Schawinski, Kevin, et al. "Generative adversarial networks recover features in
astrophysical images of galaxies beyond the deconvolution limit." Monthly
Notices of the Royal Astronomical Society: Letters 467.1 (2017): L110-L114.

 

 

The sixth realm :

 

Enough money in industry, Science toonerd 了, Let's play art, think Philosophy , First move, Image style migration, See Tiege's previous article
<https://zhuanlan.zhihu.com/p/31404314>:





 



 

But it's really good, It's the confrontation learning just mentionedGAN, For example, famousCycleGAN, You can almost implement a custom“ Image translation”
function, And you don't have to mark it, Take out two groups of pictures in winter and summer, It will automatically find the corresponding between two groups of pictures.

 



Zhu, Jun-Yan, et al. "Unpaired image-to-image translation using
cycle-consistent adversarial networks." arXiv preprint arXiv:1703.10593 (2017).

 

The seventh realm:

 

Image translation is also lazy, Your neural network doesn't claim to be able to understand images, See you make a living out of nothing, Generate pictures in the noise?

 

Yes, StillGAN, And it's the most basic convolutionGAN (DCGAN) I can do it for you.

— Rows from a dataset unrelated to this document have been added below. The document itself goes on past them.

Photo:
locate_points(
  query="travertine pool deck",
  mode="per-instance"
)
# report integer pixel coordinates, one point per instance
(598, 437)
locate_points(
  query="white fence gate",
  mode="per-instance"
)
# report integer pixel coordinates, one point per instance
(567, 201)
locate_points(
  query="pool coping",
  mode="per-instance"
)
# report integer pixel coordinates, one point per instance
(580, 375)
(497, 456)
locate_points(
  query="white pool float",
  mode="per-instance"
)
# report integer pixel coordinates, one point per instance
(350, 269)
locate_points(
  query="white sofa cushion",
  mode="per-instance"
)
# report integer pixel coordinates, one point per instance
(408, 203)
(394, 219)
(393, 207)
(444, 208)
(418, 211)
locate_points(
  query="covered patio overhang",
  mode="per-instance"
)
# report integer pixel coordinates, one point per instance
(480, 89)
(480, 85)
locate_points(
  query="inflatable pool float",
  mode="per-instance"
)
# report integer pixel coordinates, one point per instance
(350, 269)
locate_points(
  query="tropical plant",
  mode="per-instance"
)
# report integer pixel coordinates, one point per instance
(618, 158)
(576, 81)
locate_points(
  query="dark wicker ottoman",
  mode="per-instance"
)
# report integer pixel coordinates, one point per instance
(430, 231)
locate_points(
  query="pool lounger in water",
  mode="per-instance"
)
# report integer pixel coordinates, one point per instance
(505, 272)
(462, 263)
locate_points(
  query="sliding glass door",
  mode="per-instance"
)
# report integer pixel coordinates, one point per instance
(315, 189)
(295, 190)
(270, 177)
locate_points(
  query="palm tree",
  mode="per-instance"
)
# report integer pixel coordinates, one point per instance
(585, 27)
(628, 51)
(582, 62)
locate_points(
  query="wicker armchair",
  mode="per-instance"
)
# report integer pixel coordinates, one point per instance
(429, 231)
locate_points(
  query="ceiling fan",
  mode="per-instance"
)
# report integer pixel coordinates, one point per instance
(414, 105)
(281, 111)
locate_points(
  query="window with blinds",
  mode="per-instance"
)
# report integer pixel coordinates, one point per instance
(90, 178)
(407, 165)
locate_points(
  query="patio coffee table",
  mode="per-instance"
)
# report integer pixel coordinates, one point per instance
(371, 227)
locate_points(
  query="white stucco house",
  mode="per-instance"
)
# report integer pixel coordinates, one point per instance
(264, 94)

Have a lookGAN Fantasized hotel scene, Can you think of a computer drawing? Ha ha ha!



Goodfellow, Ian, et al. "Generative adversarial nets." Advances in neural
information processing systems. 2014.



 

Write here, I feel thatGAN It's very promising, Promising, Promising, I used to think it was just fun.

The seven level butcher on display here, But also deep learning by humandiscover The tip of the iceberg, Don't laugh when you are drunk on the battlefield, How many people have fought in ancient times.